J'enfile donc les bretelles du sac, et j'en boucle la ceinture. En fait, j'ai l'habitude de changer régulièrement le réglage du sac, sans l'enlever, tantôt en appui sur les reins, tantôt très haut sur les épaules, ça dépend du terrain, et mon sac permet ce genre de chose, j'avais choisis celui-ci en partie pour cela.

Les premiers pas sont plus faciles que je n'aurais cru: en me levant ce matin, j'avais mal partout, et je ne savais pas comment ça allait se passer, mais apparemment ça se présente bien: je suis presque euphorique !

Déjà je sors mon smartphone/appareil photo: je m'en sers plus pour les photos que pour le téléphone ! Les vieux instincts reviennent, je salue le soleil qui commence à monter au dessus des crêtes: hop ! Un p'tit contre-jour comme je les aime.
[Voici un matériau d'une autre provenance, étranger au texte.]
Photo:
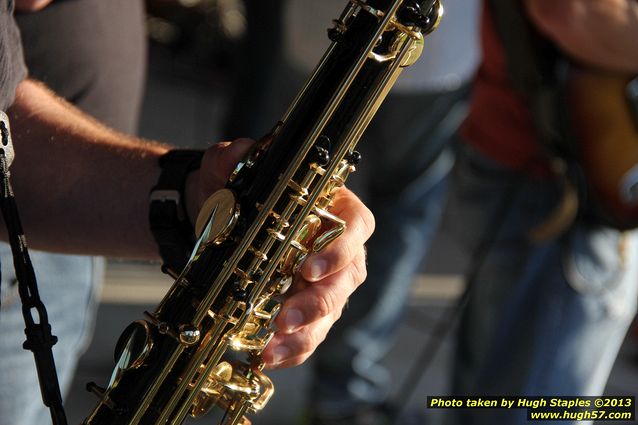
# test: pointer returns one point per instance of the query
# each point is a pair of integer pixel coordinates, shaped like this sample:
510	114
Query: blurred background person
547	313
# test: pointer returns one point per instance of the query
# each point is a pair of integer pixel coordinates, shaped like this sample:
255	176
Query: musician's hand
31	5
599	33
326	279
321	290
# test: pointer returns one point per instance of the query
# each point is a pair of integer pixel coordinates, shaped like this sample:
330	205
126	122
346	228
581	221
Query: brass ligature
201	347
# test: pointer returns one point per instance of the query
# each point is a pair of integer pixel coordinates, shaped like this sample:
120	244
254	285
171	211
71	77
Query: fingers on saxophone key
342	251
323	299
293	349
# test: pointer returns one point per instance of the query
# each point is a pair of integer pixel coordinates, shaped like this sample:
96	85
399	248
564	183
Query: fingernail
318	267
294	318
280	354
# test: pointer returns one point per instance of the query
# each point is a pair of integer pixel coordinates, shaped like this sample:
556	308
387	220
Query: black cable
37	329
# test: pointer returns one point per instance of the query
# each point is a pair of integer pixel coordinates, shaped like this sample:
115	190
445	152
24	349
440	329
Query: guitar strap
538	71
37	329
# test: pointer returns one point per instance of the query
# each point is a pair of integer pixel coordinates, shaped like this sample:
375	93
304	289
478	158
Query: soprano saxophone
201	347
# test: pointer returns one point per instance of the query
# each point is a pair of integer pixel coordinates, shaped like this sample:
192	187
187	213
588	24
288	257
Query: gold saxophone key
217	217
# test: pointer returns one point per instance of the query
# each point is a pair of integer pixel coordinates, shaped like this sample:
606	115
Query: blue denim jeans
68	287
543	318
406	159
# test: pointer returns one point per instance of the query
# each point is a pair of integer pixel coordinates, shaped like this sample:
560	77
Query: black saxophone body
201	347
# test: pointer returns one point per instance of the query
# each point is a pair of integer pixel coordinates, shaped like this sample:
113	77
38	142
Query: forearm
80	187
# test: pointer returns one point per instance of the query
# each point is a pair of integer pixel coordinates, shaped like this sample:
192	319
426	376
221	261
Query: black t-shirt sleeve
12	67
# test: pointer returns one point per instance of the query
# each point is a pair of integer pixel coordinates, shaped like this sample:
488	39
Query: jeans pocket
596	264
593	259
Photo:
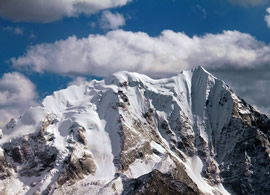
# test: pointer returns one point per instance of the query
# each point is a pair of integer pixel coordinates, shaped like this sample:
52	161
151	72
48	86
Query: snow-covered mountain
130	134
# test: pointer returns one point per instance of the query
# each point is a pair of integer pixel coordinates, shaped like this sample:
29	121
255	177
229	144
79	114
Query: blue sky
45	46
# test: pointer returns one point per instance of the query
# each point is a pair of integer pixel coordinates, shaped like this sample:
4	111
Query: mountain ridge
110	136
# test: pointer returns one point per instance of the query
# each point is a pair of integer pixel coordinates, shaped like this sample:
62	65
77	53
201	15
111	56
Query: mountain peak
106	137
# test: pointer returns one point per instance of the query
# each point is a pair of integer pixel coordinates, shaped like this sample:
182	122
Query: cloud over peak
52	10
101	55
16	94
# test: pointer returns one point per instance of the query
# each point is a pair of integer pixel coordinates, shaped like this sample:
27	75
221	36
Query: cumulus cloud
16	94
267	17
14	30
110	20
50	10
249	2
171	52
77	81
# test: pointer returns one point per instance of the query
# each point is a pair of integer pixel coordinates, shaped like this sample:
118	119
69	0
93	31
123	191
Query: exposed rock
157	183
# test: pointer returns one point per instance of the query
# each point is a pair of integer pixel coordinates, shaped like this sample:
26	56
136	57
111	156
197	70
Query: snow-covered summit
105	137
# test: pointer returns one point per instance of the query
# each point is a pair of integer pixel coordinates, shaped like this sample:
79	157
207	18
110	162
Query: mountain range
130	134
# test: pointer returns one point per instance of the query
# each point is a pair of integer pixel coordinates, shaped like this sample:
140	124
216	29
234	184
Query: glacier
116	135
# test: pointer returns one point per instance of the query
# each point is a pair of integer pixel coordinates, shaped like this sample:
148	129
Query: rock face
130	134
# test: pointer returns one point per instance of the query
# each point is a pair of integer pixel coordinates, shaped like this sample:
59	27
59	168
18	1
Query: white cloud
78	81
14	30
249	2
51	10
110	20
164	55
267	17
16	94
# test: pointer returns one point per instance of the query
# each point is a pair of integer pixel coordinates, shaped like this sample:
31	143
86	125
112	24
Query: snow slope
103	133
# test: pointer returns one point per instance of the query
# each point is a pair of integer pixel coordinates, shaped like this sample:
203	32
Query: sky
47	45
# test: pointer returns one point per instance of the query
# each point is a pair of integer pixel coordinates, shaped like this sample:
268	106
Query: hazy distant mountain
130	134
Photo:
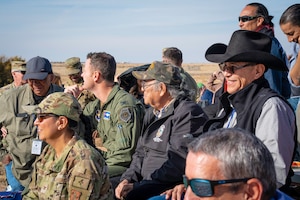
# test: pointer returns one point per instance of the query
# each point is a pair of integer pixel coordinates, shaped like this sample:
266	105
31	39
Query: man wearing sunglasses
169	125
255	17
18	69
19	125
250	104
230	164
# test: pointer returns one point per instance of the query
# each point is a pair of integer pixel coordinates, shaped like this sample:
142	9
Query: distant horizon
132	31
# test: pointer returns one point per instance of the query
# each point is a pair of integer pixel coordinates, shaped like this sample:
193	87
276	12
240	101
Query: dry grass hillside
199	71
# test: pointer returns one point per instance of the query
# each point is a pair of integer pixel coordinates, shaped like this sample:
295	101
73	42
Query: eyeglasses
22	72
247	18
144	86
205	188
232	68
41	116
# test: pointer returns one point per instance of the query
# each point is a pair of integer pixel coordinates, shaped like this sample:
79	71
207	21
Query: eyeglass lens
201	188
247	18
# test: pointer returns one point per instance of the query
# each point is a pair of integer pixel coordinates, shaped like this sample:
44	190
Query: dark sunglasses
232	68
22	72
247	18
205	188
41	116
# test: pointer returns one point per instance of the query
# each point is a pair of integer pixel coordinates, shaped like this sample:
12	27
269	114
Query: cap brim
142	75
217	53
38	76
31	109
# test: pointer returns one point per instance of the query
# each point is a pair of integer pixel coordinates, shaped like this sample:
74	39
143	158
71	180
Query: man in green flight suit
19	125
115	117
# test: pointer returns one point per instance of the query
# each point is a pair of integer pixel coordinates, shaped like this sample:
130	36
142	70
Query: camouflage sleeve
89	180
31	191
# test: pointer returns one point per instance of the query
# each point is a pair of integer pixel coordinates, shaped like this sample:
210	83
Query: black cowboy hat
246	46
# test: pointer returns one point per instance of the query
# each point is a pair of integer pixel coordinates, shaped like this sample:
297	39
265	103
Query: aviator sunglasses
247	18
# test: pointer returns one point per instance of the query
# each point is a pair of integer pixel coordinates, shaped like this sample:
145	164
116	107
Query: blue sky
130	30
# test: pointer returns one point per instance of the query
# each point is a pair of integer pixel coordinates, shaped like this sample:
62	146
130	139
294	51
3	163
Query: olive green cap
163	72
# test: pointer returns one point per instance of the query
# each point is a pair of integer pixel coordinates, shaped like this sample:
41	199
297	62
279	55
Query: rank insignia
159	133
125	114
98	115
106	115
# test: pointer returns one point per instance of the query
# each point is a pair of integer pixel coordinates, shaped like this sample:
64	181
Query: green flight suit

Issarbe1

Le paysage est à présent composé d'herbe rase, de rochers qui affleurent, ça et là d'arbustes et de genêts, et toujours la vallée, dans le fond, avec ses maisons si petites. Je me sens bien.

Nous passons bientôt un genre de col qui nous mène sur l'autre versant, où l'on domine une autre vallée, cette fois-ci perpendiculaire à celle où nous sommes montés. Au loin quelques monts, dont l'un que je soupçonne fortement d'être le point culminant du pays basque... Issarbe2

Celui-là, j'irais le revisiter quand je serais un peu plus en jambes: c'est une marche de 3 heures environ qu'on fait souvent en automne, avant qu'il y ait de la neige

Si vous voulez avoir une idée du paysage depuis ce sommet, c'est ici

La piste herbeuse que nous suivons maintenant longe le versant sud, tout en descendant dans une forêt de hêtres. De loin en loin quelques sapins commencent à nous montrer que nous sommes déjà à une certaine altitude. Nous arrivons à un premier lacet assez large, dépourvu d'arbres, sur lequel le soleil donne bien et cela nous paraît l'endroit idéal pour une petite halte. Boire, grignoter. Nous nous faisons passer nos paquets de biscuits, c'est un moment de partage. Certains ont pensé à emporter un thermos de café et la tasse circule. Je ne suis pas très fan du café le matin, et je préfère laisser ma part à quelqu'un d'autre qui l'appréciera plus que moi. Je suis assis, adossé à mon sac, et je ferme un peu les yeux. mmmh, il fait bon. Les gens se lèvent, car il faut repartir. J'attends un peu, car je commence à avoir chaud et je voudrais enlever mon pantalon pour me mettre en short, sans pour autant faire un striptease devant tout le monde...Quand je repars, je suis seul, les autres sont loin. J'aime bien cet instant de silence. Je marche d'un bon pas. Quand je commence à voir mes amis, une petite envie naturelle me prend et je me mets sur le côté pour la satisfaire.Je relève la tête et waouh ! une superbe lumière sur les feuilles me donne envie de prendre une photo. Superbes couleurs d'automne...

Feuilles_15102017
Les circonstances des belles photos sont souvent étranges et inattendues :-)

La piste cesse de descendre pour aller à présent quasiment à l'horizontale: nous sortons de la forêt pour aller rejoindre un petit col.